Villains: The New Hero?

Wednesday, July 17th, 2013

This is a guest post by Vinnie Penn, whose show, The Vinnie Penn Project, airs on Connecticut radio station 960/WELI.  He’s wondering why his son’s friends prefer villains instead of heroes. Times have changed since Vinnie was a kid, and it looks like not everyone wants to be the good guy anymore. boy in superhero costume

My 6-year-old son came home from school in a bad mood one day. This is not commonplace. It seems he and his friends were playing “The Avengers” during recess and he didn’t get to be Hawkeye, his favorite superhero in the group. (“The Avengers” was the game du jour for the majority of the Fall of 2012, thanks to the blockbuster summer film based on the much-loved Marvel Comic series.) He was relegated to Thor, which you’d think would be considered a score, what with this particular character having a franchise all his own, and even a sequel due this coming Fall. But, no, my son prefers the archer Hawkeye, a hero with zero super-powers, just a sharp eye and an arrow for every occasion. He kept getting bounced between Thor and Hulk, both dead last picks on this elementary school playground, Iron Man, Captain America and Hawkeye being the most-coveted. With – get this – villain Loki right up there with that trio.

By Spring 2013 life got better at school. My little guy came home beaming one day that he “got to be” Luke Skywalker during recess. (The whole thing begs the question of who was doling out the roles; what is the process – could it be the time-honored rock, paper, scissor? I never inquired.) I suggested maybe he landed the plum gig of Luke because that’s his name. He shook his head no, still waving an imaginary light-saber, off, ostensibly, to destroy the Death Star. As of a few weeks ago he was Batman almost every day for a stretch, opting for Robin one day just to mix things up. Life was good.   

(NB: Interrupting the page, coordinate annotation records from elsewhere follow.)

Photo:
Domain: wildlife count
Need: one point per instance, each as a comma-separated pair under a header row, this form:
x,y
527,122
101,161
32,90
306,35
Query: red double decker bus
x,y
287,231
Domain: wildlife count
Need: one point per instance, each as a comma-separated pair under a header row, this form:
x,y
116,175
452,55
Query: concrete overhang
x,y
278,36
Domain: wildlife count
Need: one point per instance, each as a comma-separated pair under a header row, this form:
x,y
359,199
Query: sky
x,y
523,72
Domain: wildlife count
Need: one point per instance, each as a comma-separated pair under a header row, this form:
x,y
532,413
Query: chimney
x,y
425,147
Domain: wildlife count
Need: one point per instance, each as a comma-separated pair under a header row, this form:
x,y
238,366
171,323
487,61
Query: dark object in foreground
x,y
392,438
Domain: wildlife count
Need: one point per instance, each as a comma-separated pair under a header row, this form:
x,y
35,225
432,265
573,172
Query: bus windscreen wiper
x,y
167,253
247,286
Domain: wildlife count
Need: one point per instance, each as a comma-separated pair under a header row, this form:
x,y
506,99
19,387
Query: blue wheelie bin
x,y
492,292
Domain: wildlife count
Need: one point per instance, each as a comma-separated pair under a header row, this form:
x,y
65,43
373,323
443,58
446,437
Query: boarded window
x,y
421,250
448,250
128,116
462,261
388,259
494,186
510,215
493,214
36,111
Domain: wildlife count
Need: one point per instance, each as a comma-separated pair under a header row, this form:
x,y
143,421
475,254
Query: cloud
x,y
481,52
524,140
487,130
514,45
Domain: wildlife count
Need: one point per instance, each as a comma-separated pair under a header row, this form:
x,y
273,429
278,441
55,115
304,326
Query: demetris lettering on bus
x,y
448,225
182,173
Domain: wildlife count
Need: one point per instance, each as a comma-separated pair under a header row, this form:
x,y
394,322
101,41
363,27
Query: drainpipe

Then, one night at dinner, he brought up Rock ‘Em Sock ‘Em Recess again; he was curious as to why any of his classmates would want to be the bad guy at all, basically inferring that being the bad guy was the stuff of short straw-drawing. “Daddy,” he began, “how come they all fought over who got to be Darth Vader?” I suggested it could perhaps be the voice, the “I am your father,” and so on and so forth. But when he pressed, moving on to The Joker, Batman’s ultimate nemesis, and wondering why everyone wanted to be him – “Even Matthew!!” – I drew a real blank. The Joker of my youth bordered on buffoon and got very little screen time. Today’s Joker is, arguably, the star of the show. In the Tim Burton film version Jack Nicholson is billed before Michael Keaton, the former playing the villain and the latter the hero! When did the villain become the star?

“They all say The Joker’s cool,” my Luke added, incredulous. He went on: “I’m like, cool? He’s the bad guy!” Then, after a pause, a gulp of milk, a bit of thought, he said softly, “But whatever. I love being Batman.” He’s a rare breed nowadays, I thought to myself. Not necessarily my son – the hero.